You see, academics disagree with each other all the time. Many of their disagreements hinge on methodological choices that will inevitably sound arcane to the lay reader but are of crucial importance. Sorting through arguments to arrive at the most reliable methods is the key to genuine intellectual progress.
In this case, it’s true enough that Donahue et al found in a 2003 study that guns were associated with increases in crime. But a review of their work, also published in the Stanford Law Review, argued that Donahue and his partner “simply misread their own results … Their own most general specification that breaks down the impact of the law on a year-by-year basis shows large crime-reducing benefits.” (Emphasis added.)
Donahue later, using a different methodology, found that right to carry laws “are associated with 13-15 percent higher aggregate violent crime rates ten years after adoption.” Two other academics reviewed this paper and published a piece in Econ Journal Watch concluding that Donahue’s results were “fragile,” as his study “fail[ed] to control for any of the major factors that cause crime rates to vary,” and concluded from the same data and similar methodology that “we find states where crime increased after the implementation of [right-to-carry] law and we find more states in which crime decreased.” (Emphasis added.)
For my part, I could point to many dozens of peer-reviewed academic studies conducted by a wide range of authors suggesting that widespread gun ownership deters crime. Academics have found evidence right-to-carry laws deter violent crime, including rapes and murders, lower burglary rates, and that restrictive concealed carry laws may increase the murder rate.
Others might argue that those studies have their own shortcomings. And such disagreement ought to be encouraged.
Rather than attack researchers engaged in the debate — or try to police who should be allowed to engage in it — we should welcome a diversity of voices and perspectives into the issue of gun control. Many people have strongly held beliefs on the issue. Mr. Dix has his, having lost a son to an unsecured gun stored at his friend’s house.
I have mine, having lost my daughter Meadow in a school shooting. Rather than jump to blame the gun itself, I looked for all the facts and found that there were so many layers of human failure that had absolutely nothing to do with gun control that enabled it. But all of these failures were effectively covered up by a single-minded media narrative that only wanted to blame the gun. I documented the full story in a book “Why Meadow Died.” For now, consider this: Two unarmed security guards gave their lives charging at the shooter with their bare hands. If they had been armed, my daughter might have been saved.

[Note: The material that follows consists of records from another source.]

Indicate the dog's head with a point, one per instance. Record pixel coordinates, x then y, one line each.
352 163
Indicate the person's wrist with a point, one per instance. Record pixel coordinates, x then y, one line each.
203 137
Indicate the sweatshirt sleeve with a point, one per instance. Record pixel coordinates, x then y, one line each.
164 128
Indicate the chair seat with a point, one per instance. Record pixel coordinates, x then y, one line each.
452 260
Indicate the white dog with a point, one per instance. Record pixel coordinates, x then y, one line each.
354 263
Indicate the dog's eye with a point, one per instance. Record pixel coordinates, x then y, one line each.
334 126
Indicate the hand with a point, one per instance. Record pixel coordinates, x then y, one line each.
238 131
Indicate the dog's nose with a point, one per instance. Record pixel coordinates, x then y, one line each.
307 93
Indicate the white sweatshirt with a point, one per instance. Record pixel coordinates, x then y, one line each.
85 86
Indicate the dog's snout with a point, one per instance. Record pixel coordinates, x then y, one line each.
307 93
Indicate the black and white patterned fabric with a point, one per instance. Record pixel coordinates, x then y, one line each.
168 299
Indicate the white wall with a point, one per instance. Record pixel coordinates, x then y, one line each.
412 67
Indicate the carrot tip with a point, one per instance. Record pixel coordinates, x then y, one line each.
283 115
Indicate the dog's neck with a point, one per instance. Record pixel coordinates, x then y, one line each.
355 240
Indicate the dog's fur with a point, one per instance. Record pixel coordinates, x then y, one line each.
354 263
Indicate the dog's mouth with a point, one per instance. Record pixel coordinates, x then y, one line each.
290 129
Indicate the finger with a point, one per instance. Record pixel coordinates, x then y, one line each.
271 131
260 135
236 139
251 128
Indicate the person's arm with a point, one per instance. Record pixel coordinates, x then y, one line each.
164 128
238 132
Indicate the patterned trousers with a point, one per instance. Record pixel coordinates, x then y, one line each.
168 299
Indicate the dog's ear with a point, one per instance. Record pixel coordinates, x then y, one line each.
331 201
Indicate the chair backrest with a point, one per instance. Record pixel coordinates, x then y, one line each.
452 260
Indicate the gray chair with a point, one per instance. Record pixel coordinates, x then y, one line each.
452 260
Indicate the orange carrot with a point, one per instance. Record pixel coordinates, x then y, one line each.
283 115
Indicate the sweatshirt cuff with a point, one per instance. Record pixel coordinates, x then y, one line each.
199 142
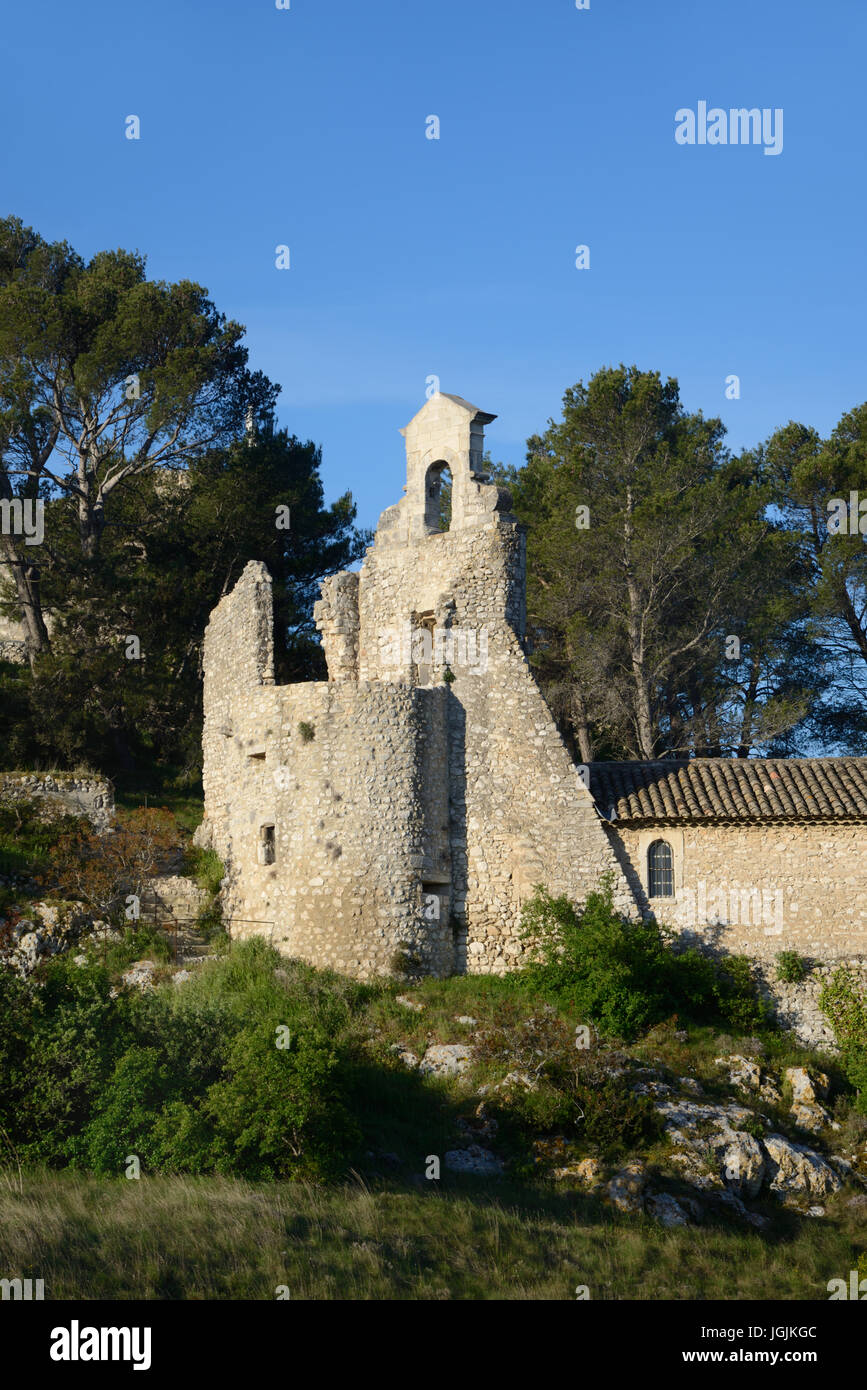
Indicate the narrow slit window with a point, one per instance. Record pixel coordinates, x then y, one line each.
660 870
267 848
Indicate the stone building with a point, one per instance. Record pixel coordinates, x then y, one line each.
405 809
753 855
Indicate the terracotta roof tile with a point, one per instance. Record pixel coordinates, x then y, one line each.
732 788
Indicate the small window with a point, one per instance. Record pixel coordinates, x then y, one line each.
266 845
660 870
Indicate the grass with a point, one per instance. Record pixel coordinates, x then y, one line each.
202 1239
168 788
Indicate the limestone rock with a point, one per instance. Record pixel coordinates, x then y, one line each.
446 1059
410 1004
625 1187
666 1209
141 976
474 1159
744 1072
720 1130
588 1172
691 1083
795 1169
806 1109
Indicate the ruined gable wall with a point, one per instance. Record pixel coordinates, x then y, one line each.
817 873
518 813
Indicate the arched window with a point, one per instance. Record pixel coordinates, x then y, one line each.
660 870
438 496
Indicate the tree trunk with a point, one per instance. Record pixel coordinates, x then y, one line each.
643 720
581 726
25 578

Thanks to my advocacy, school staff in Florida are now armed. I firmly believe this will save lives. Others are certainly welcome to argue for gun control policies that I believe would be misguided and dangerous.
But no one should try to police the research community’s efforts to better inform this debate. The stakes are too high to pretend like the science is settled or to forget that diverse voices are needed to arrive at the most trustworthy facts.
—Andrew Pollack is the president of the Crime Prevention Research Center, which until November 2020 was led by John Lott. He wrote Why Meadow Died about the tragedy at the Parkland, Florida high school in which he lost his daughter.